Mike - Thanks for the added detail on deburring. I had been sanding the gears but never got into the teeth of them. I am anxious to give this a try!

Thanks

Jim


----------



## mking (Apr 25, 2000)

*hey dlw*

i agree a well tuned JLTO is alot of fun

have you ever replaced a JLTO axle? if not, send me your address and i will send you a few axles in various sizes

mike


----------



## dlw (Aug 17, 1999)

Thanks for the offer, Mike. I only replaced axles that were bent, and I use another JLTO or an Aurora TO axle to replace it.


----------



## mking (Apr 25, 2000)

*hey dlw!*

hi dlw

i urge you to try a larger axle. i actually like the JLTO axles (never found a bent one); what i dont like is the JLTO axle bores. there is too much slop, leading to some wobble/wheel hop. it sounds like you can replace an axle just fine, let me send you some slightly larger axles (i bought way tooooo much axle material; it was cheap and i had to pay fixed shipping so i figured i would buy extra). a JLTO with no rear axle wobble is very smooth running. the wobble i am talking about can be seen underneath the chassis. grap both rear wheels, and wiggle the rear wheels side to side. on most JLTO, you get wobble, because at least one of the axle bores is way too big. swithcing axles can eliminate the wobble 

mike


----------



## dlw (Aug 17, 1999)

*Thanks Mike*

Cool, thanks Mike.

You refer to axle bores. Do you mean the holes the axle goes through, or the knurled ends of an axle where the rims are pressed onto?


----------



## mking (Apr 25, 2000)

*axle bores....*

by axle bores i am refererring to the holes in the chassis the axle passes through. 

the front holes are fine, but the rear holes are often too large for the axles, so the axles kind of flop around


----------



## noddaz (Aug 6, 1999)

Thanks for the info mike...
Have you ever tried axle bushings on a JLTO?
Scott


----------



## mking (Apr 25, 2000)

*bushings*

hi scott

i never found any material suitable for bushings. i supposed brass tubing would work, but never actually worked out what size i would need. 

i saw you post on the fray board. are you going in 2007?

mike


----------



## noddaz (Aug 6, 1999)

mking said:


> hi scott
> 
> i saw you post on the fray board. are you going in 2007?
> 
> mike


Not me...
Those guys are much too serious about racing... :lol: 
(Not that there is anything wrong with that...)

Scott


----------



## brownie374 (Nov 21, 2007)

Where do you buy the drillblanks and what size to start with? Thanks


----------



## tiaragam1 (Oct 29, 2007)

*drill rod*

hi

id go for 1/16 (0.0625) and wire size 52 (0.0635) to start with. 

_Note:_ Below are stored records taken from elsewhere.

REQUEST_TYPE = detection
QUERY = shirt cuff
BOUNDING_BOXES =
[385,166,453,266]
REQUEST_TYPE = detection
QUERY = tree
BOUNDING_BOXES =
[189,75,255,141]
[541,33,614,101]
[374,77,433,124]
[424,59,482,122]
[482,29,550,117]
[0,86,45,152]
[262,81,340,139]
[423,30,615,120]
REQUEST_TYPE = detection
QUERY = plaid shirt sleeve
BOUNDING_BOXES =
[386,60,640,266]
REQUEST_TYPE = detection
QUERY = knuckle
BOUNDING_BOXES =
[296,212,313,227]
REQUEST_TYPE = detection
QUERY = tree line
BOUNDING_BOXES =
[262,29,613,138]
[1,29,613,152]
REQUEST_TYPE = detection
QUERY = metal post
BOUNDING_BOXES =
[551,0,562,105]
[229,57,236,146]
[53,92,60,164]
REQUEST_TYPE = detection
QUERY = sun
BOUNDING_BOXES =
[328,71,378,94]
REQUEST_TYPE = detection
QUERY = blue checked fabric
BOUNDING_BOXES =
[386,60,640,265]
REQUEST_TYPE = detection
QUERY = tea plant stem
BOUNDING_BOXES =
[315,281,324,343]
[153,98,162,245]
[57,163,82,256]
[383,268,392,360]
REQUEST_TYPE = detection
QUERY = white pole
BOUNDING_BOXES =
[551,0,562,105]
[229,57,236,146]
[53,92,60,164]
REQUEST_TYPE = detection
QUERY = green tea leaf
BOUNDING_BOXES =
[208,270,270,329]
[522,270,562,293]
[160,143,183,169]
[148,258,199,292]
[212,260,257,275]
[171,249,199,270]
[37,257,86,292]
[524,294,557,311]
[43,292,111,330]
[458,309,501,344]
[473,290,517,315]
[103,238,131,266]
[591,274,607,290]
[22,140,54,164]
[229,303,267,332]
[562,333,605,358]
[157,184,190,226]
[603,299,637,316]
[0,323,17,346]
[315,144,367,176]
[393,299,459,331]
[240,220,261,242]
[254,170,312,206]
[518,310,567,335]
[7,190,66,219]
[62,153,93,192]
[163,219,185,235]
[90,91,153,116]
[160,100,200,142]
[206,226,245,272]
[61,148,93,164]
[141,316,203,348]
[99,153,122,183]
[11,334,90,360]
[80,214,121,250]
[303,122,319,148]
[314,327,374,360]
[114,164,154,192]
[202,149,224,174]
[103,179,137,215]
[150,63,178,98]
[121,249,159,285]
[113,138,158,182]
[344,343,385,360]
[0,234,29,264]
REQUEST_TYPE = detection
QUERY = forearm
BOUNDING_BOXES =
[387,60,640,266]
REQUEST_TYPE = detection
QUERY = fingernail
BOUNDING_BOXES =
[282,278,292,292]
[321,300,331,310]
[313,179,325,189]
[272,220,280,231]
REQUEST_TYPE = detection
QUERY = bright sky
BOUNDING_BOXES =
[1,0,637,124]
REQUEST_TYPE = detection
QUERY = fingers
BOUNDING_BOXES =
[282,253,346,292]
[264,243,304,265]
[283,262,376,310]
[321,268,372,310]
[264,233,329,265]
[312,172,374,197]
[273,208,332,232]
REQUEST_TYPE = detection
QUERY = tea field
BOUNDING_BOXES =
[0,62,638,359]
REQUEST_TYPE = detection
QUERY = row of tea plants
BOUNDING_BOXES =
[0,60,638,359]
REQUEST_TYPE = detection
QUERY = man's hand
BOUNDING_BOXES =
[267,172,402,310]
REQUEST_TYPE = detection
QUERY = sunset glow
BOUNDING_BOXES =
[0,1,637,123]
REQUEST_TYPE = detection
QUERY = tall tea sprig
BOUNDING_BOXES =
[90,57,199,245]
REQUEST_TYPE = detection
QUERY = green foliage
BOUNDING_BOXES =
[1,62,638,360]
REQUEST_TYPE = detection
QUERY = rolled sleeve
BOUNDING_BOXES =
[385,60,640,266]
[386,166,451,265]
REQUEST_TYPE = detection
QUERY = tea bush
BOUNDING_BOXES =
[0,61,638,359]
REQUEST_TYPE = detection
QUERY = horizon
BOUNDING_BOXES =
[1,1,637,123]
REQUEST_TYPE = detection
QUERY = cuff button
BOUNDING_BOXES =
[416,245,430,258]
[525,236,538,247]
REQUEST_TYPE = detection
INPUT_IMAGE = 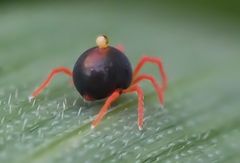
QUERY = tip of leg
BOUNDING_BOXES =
[160,104,164,109]
[91,125,95,129]
[28,96,35,102]
[138,126,143,131]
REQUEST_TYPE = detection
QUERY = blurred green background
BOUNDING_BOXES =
[0,1,240,163]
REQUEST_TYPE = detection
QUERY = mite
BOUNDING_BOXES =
[30,35,168,130]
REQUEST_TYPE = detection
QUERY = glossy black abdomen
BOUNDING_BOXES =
[73,46,132,100]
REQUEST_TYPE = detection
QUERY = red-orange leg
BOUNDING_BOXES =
[91,91,120,128]
[123,85,144,130]
[29,67,72,100]
[132,74,164,106]
[133,56,168,91]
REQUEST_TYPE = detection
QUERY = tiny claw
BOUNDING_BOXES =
[28,96,35,102]
[91,124,95,129]
[138,126,143,131]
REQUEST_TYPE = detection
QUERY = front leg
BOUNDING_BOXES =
[91,91,120,128]
[30,67,72,100]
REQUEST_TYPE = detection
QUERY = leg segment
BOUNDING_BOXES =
[91,91,120,128]
[30,67,72,99]
[133,56,168,91]
[123,85,144,130]
[132,74,164,106]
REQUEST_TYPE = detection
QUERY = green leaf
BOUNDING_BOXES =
[0,1,240,163]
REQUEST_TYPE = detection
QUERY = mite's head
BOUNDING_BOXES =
[96,35,109,48]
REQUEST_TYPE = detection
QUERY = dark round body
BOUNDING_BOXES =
[73,46,132,101]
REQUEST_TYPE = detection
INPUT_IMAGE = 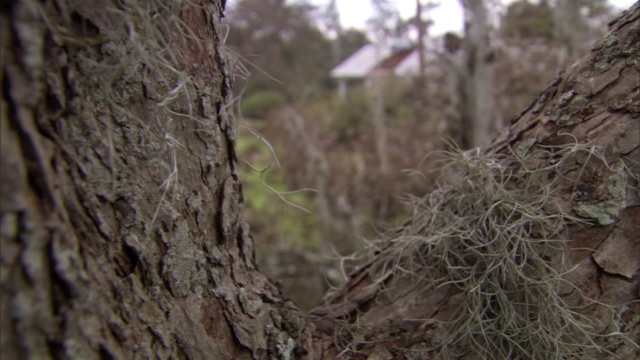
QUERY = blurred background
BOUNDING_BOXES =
[222,0,635,309]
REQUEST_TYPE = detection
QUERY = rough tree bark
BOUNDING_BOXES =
[1,0,314,358]
[1,1,638,360]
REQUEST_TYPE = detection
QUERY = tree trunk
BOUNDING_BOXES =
[1,1,639,359]
[458,0,496,148]
[553,0,593,63]
[1,1,314,358]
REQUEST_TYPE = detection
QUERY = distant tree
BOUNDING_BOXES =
[323,0,343,65]
[226,0,333,98]
[501,0,555,43]
[413,1,438,81]
[366,0,404,173]
[335,29,369,64]
[368,0,403,41]
[552,0,613,62]
[495,0,617,123]
[457,0,497,148]
[501,0,613,61]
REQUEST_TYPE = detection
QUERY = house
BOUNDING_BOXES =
[330,43,421,99]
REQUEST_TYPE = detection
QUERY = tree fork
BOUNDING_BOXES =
[1,1,638,359]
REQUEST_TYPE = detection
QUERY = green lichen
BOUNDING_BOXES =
[266,325,298,360]
[570,94,588,108]
[558,114,576,126]
[515,138,537,159]
[595,58,612,71]
[574,204,616,225]
[626,56,640,67]
[602,35,618,48]
[550,110,566,124]
[550,91,576,125]
[550,93,590,126]
[607,167,627,196]
[163,222,192,297]
[238,287,263,318]
[161,202,181,220]
[186,192,202,209]
[209,287,234,303]
[593,35,619,71]
[574,168,627,225]
[162,221,207,298]
[275,337,295,360]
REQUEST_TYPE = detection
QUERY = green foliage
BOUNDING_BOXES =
[336,29,369,64]
[327,89,370,143]
[237,128,320,249]
[501,0,555,43]
[325,81,422,144]
[226,0,334,98]
[241,90,287,119]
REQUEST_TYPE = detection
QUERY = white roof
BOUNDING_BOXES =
[330,44,392,79]
[394,50,419,76]
[330,43,430,79]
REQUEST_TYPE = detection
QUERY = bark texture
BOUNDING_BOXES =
[1,0,639,359]
[1,1,313,358]
[313,4,639,359]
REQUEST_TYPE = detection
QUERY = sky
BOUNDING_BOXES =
[305,0,638,36]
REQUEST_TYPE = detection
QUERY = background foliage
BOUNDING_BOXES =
[224,0,619,308]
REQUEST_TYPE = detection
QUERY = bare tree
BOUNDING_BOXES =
[458,0,497,148]
[367,0,401,174]
[414,1,438,83]
[325,0,343,65]
[552,0,612,64]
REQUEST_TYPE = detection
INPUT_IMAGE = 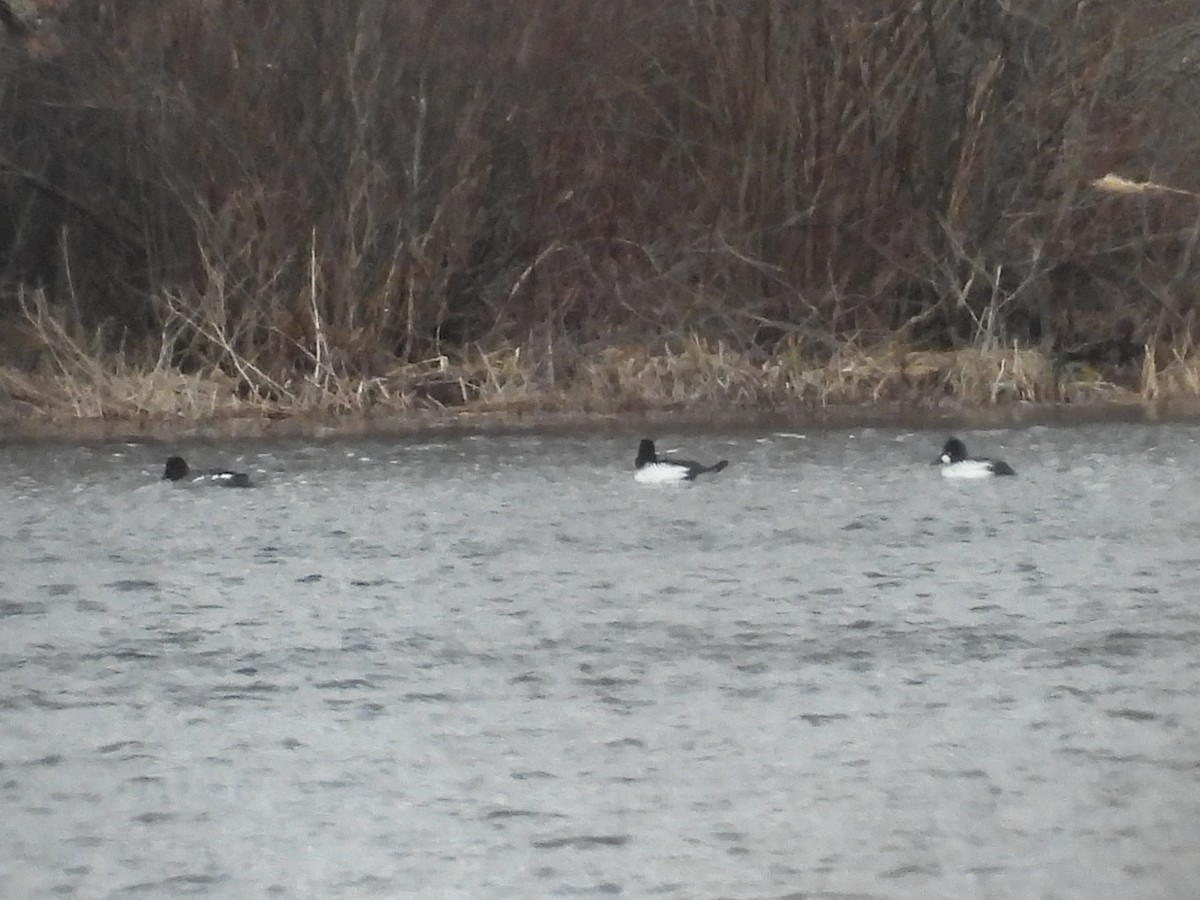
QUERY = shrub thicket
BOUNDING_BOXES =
[2,0,1200,407]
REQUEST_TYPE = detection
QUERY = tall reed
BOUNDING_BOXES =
[1,1,1199,411]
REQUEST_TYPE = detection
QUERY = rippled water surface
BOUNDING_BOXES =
[2,423,1199,899]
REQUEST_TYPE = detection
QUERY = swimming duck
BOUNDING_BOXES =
[634,438,729,484]
[934,437,1015,478]
[162,456,253,488]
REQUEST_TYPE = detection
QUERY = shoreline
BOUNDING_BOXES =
[3,396,1199,447]
[5,339,1200,446]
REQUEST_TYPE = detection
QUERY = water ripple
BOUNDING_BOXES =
[0,426,1198,898]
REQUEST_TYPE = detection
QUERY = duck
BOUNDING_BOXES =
[162,456,253,488]
[934,437,1015,478]
[634,438,729,484]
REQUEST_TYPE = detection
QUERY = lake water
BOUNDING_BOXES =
[1,422,1198,899]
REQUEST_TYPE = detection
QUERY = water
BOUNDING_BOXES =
[1,423,1198,899]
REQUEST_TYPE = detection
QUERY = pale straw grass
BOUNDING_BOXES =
[1,291,1193,425]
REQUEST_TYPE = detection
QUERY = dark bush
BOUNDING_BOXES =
[2,0,1199,388]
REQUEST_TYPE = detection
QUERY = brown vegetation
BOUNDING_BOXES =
[2,1,1200,429]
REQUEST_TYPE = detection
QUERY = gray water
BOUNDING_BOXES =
[1,423,1198,899]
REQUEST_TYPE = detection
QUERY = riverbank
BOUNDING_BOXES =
[5,3,1200,457]
[4,342,1200,444]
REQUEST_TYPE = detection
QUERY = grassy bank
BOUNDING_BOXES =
[3,2,1200,437]
[5,325,1200,443]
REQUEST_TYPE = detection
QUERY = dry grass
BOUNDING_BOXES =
[0,286,1181,427]
[1140,343,1200,400]
[5,1,1200,393]
[0,365,235,420]
[2,328,1182,431]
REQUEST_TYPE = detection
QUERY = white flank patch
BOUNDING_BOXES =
[634,463,690,484]
[940,460,996,479]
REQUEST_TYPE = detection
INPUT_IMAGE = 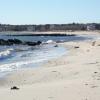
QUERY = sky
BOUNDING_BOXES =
[0,0,100,25]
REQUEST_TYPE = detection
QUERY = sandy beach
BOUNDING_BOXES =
[0,30,100,35]
[0,31,100,100]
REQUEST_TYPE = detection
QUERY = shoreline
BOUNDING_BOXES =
[0,44,67,81]
[0,31,100,100]
[0,30,100,35]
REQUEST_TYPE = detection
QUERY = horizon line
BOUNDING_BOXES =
[0,22,100,25]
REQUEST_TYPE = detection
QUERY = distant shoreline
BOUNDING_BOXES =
[0,30,100,35]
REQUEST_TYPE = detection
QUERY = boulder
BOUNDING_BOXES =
[0,39,41,46]
[25,42,37,46]
[0,39,8,45]
[13,39,22,44]
[37,41,42,45]
[11,86,19,90]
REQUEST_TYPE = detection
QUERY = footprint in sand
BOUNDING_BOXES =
[48,96,54,99]
[91,85,98,88]
[92,71,100,81]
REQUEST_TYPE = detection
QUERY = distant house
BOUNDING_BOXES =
[50,24,55,31]
[0,25,6,31]
[40,25,46,31]
[87,24,96,31]
[27,25,36,31]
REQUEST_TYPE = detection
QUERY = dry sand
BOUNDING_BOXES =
[0,31,100,100]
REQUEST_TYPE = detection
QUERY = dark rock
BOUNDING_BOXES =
[0,39,41,46]
[13,39,22,44]
[92,41,96,46]
[54,45,58,47]
[0,39,23,45]
[94,72,98,74]
[7,39,15,45]
[9,34,76,37]
[25,42,37,46]
[7,39,22,45]
[74,46,79,48]
[25,41,42,46]
[0,39,7,45]
[11,86,19,90]
[37,41,42,45]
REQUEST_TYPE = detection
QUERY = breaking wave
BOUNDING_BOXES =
[0,48,14,59]
[0,59,46,73]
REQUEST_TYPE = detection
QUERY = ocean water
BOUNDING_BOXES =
[0,34,92,42]
[0,33,100,77]
[0,44,66,77]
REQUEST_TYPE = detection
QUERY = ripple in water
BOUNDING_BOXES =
[0,44,67,77]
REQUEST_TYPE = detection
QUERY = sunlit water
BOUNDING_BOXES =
[0,33,100,77]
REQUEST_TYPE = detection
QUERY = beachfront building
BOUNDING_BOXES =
[0,25,9,31]
[27,25,36,31]
[49,24,55,31]
[87,24,96,31]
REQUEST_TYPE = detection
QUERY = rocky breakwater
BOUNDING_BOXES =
[8,33,76,36]
[0,39,42,46]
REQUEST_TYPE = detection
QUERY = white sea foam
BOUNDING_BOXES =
[0,48,14,58]
[0,59,46,72]
[46,40,55,43]
[0,36,67,75]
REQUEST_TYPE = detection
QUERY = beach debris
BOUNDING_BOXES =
[98,44,100,46]
[94,72,98,74]
[74,46,79,48]
[11,86,20,90]
[92,41,96,46]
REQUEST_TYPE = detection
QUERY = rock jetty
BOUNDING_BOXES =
[0,39,42,46]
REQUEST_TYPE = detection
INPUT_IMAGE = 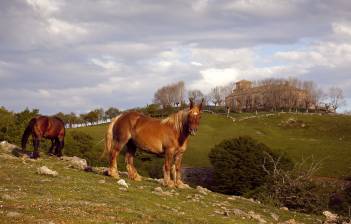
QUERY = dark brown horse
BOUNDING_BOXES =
[104,99,203,188]
[21,116,65,158]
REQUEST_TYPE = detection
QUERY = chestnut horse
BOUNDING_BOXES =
[105,99,203,188]
[21,116,65,158]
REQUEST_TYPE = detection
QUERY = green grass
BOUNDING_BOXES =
[66,113,351,177]
[0,149,321,224]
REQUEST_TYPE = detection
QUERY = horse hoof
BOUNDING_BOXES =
[134,175,142,182]
[175,182,190,189]
[104,170,119,179]
[163,180,175,188]
[30,152,40,159]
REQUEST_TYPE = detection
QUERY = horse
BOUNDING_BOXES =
[21,116,65,159]
[104,99,203,188]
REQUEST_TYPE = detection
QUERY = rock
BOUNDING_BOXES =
[232,208,247,217]
[37,166,58,177]
[248,211,267,223]
[117,179,128,188]
[118,187,128,191]
[227,196,236,201]
[61,156,87,170]
[280,206,289,211]
[7,211,21,217]
[270,212,279,221]
[90,167,107,175]
[278,219,298,224]
[152,187,173,196]
[1,194,15,200]
[147,178,164,184]
[154,187,163,193]
[323,211,338,224]
[98,179,106,184]
[196,186,210,195]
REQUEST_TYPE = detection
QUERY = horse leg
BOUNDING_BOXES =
[57,137,64,157]
[48,139,55,156]
[125,141,142,181]
[31,136,40,159]
[163,148,175,188]
[174,152,189,189]
[108,142,124,179]
[53,137,62,157]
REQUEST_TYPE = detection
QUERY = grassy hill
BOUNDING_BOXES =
[0,144,321,224]
[68,112,351,178]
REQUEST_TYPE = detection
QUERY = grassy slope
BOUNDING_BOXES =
[67,113,351,177]
[0,150,320,224]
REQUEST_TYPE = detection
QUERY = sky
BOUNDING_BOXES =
[1,0,351,114]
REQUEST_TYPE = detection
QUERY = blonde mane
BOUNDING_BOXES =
[161,109,189,134]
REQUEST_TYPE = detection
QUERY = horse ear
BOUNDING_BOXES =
[199,98,204,110]
[189,98,194,109]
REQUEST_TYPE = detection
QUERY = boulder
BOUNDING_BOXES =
[37,166,58,177]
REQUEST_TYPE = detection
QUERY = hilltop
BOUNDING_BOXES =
[71,112,351,178]
[0,142,322,224]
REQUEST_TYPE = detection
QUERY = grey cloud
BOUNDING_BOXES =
[0,0,351,113]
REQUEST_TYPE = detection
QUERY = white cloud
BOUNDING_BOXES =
[1,1,351,113]
[192,0,208,12]
[224,0,296,17]
[47,18,87,40]
[90,57,121,71]
[332,22,351,37]
[26,0,62,17]
[190,68,239,93]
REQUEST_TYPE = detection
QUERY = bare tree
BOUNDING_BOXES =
[209,86,223,106]
[153,81,185,108]
[328,87,346,112]
[174,81,185,106]
[302,81,317,113]
[188,89,204,103]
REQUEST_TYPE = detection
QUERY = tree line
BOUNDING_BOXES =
[53,107,120,128]
[153,78,346,113]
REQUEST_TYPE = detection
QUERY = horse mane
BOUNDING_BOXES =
[161,109,189,134]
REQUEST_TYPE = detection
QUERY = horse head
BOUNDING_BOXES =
[187,98,204,136]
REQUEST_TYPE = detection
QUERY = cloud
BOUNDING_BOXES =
[0,0,351,113]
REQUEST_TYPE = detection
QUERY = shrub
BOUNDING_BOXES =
[329,183,351,216]
[65,131,94,159]
[258,156,334,214]
[208,136,292,195]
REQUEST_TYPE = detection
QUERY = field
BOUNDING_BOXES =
[0,145,321,224]
[68,112,351,178]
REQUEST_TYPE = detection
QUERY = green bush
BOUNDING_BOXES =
[208,136,292,195]
[65,130,95,161]
[0,107,39,145]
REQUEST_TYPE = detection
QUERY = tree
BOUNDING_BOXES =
[105,107,120,119]
[209,86,223,106]
[209,136,292,195]
[0,107,16,143]
[328,87,346,112]
[302,81,316,113]
[153,81,185,108]
[188,89,204,103]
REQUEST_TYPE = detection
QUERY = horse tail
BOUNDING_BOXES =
[21,117,36,150]
[101,114,121,159]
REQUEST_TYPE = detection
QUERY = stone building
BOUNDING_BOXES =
[225,80,310,112]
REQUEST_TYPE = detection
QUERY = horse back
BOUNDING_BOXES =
[113,111,178,154]
[34,116,65,139]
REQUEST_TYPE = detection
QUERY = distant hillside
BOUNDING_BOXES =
[68,112,351,178]
[0,142,322,224]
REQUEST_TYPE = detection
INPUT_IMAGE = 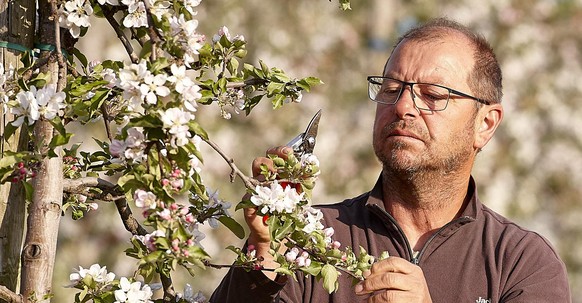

drill rod is not really all that hard (it is metal stock in rod form that is used to make drill bits. the drill bits/drill rod are VERY hard b/c it is heat treated, but drill rod has not yet been heat treated. after heat treating drill rod is called a drill blank). but for a slot car axle, unless your in a magnet car class, drill rod is fine.

it cuts easy with a dremel and cut off disk. it is often sold in 3 foot lengths. 

i have found that i need to drill out the bores of the stock hubs to make sure they do not split when you mount them on a thicker axle (in fact, i found about 20% of stock JLTO hubs were already splitting on the STOCK axle, i wonder if AW hubs are better). 

http://www.wthutch.com/catalog/

on page 8, note 1/16 x 36" blanks (Annealed M2 Blanks) are $5.74. thats enough for 19 or more axles. 

on page 10, note the air hardening drill rod, 1/16 x 36", is only $1.32! whiles its not particulalrly hard, its plenty strong enough for a Tjet axle. 

on page 11, wire size 52 x 36" rod is $1.29 wire size 52 is about 0.063, a tad bigger than 1/16. you may want to experiment with wire sizes 51 and 53, but i found wire size 51 a bit too big. 

Since shipping is going be $6-8 anyway, buy several of the cheaper 36 inch rods. 


you can also buy "piano wire" in 1/16 size from most hobby shops. i think the piano wire bends a bit easier than drill rod, and it is also not as polished.


----------



## Grandcheapskate (Jan 5, 2006)

tiaragam1 said:


> hi
> 
> id go for 1/16 (0.0625) and wire size 52 (0.0635) to start with.
> 
> ...


 A couple questions.
It appears from the above description that drill rods are strong enough for T-Jets and AFX/X-Traction. Is there really any need to spend the extra money for drill blanks?
What is the difference between air hardening drill rods (page 10) and oil harding drill rods (page 11)?

Thanks...Joe


----------



## mking (Apr 25, 2000)

*drill rod vs drill blanks*

hi

sorry for any confusion, i share a computer and didnt realize my original post was under tiaragam

anyway, i have used both the oil hardened and air hardened drill rod and cant tell any difference

and for a Tjet axle/JLTO axle, i think the drill rod is plenty hard, and see no real benefit to paying more for drill blanks. i have not yet bent a drill rod axle, and havent gotten any feedback from fun-jet users that their rear axles have bent.

i know i have made plenty of wall shots w/o a bent drill rod axle yet. could happen, just hasnt happened yet


----------



## Grandcheapskate (Jan 5, 2006)

Thanks Mike...this is all good stuff.

Joe


----------